When I finally lifted my eyes, the sun was overcast, and the old attendant stood watching me. He seemed excited, curious, and touched with awe. He did not speak, but put into my hand another cup of tea. Whatever magic it might hold, I did not hesitate to drink it. With it came strength to question him.
Many who had seen that painting, he said, had gone away without question. By that he knew that they had not really seen. He appeared to marvel that I, who was not Chinese, had had no veil before my eyes, but had been given the vision, for so he claimed it was. And then without a word he brought me another silken roll of age-old writing and again left me.
I could not read the ancient Chinese characters painted so beautifully by some old temple priest. But there went with it a translation into the modern written language. I read the story more than once. And although the day was a day of fasting in the presence of beauty, I did not sleep that night until I had written down, as well as I could remember, what I had read.

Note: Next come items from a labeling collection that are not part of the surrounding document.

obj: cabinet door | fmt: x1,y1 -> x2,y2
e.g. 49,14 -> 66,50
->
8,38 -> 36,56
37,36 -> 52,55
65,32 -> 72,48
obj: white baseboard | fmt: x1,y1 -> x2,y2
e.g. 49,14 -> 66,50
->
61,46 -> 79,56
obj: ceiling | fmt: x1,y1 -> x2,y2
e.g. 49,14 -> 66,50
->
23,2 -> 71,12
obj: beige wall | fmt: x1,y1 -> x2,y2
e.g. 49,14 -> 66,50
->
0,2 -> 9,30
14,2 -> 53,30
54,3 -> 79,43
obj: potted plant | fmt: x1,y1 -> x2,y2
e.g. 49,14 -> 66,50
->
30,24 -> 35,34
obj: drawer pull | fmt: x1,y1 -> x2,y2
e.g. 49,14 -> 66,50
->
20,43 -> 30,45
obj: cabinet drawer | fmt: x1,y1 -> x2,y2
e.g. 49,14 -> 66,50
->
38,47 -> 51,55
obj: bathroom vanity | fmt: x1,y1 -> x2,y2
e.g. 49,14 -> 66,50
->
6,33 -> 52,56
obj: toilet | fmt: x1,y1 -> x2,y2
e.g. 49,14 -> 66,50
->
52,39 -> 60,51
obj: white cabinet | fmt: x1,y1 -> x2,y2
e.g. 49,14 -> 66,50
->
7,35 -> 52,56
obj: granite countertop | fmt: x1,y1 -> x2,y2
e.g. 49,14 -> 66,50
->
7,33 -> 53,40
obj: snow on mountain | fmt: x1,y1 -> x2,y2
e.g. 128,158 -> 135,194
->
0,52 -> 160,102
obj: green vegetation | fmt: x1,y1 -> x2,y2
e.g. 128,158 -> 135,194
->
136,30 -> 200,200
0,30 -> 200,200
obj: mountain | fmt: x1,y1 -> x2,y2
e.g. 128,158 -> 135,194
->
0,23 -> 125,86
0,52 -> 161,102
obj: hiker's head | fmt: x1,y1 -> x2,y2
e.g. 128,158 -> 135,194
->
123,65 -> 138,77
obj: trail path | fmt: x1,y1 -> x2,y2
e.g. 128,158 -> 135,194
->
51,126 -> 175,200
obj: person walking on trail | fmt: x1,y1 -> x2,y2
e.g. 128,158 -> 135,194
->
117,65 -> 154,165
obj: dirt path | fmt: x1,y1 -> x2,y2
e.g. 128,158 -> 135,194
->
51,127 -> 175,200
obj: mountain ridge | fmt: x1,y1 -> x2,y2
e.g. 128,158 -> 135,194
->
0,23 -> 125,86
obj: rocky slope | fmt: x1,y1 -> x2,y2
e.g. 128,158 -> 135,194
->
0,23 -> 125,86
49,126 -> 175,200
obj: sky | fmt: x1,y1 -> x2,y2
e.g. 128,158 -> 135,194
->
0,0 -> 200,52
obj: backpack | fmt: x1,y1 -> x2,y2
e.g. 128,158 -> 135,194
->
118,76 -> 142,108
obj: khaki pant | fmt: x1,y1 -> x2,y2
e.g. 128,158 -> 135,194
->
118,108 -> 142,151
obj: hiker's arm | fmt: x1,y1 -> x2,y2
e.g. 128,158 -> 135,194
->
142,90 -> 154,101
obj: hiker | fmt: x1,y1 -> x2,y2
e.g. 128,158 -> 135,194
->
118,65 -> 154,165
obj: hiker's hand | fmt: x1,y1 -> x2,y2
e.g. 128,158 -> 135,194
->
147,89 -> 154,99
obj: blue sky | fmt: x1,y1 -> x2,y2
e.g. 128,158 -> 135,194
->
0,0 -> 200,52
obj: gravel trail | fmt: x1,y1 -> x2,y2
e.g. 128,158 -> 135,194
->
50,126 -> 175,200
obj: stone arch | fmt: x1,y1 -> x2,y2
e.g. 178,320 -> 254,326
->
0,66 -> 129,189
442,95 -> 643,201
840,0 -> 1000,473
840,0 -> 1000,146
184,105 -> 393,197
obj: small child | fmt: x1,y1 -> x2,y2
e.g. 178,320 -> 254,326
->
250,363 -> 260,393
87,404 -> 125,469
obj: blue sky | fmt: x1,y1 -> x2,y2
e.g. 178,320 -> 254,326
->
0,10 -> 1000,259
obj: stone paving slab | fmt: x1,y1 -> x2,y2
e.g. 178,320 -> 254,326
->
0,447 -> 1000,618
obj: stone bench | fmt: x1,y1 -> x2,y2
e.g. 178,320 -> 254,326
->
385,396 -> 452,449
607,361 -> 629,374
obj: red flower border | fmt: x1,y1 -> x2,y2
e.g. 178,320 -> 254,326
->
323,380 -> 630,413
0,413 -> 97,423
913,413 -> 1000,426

At that time when the memory of P'an-ku, the first man, was still green, there was in the kingdom of Hai-fu a great city perched aloft upon a mountainside whose peaks reached into celestial heights. The people of this kingdom were very brave and very strong and very happy. The king was of the Sun. He had brought to the city where he lived wise men and rich merchants. He had no need of going to war, for his neighbors all knew him as just. They would not have dared to invade his kingdom or cheat his merchants who went out among them. The only conflicts were among the wise men as to what was the chief virtue of mankind, and among the artists as to which was most beautiful, the blossom of the apricot, the petals of the peony, or the sturdy growth of the pine-tree. These conflicts only served to make the people happier, since every wise man had to utter words of wisdom to prove his point, and every artist to paint beautifully the thing of his choice.
Many were the treasures of the kingdom, but the most prized was a bronze bell that had been cast by him who was called the "greatest of the Kau-shih." This bell hung higher than all the rest of the city in the tower which had stood there, so it was believed, from the time of P'an-ku. The sun lighted it up from the moment it rose above the plain in the east until it sank in the west. It rang out the hours and the quarters. And whenever it was heard, joy seemed to descend upon the people of the kingdom, and they lifted their heads to listen, and their eyes would be upon the far blue spaces where dwells the Dragon of the Air, he who makes blessed the lives of all the people of earth.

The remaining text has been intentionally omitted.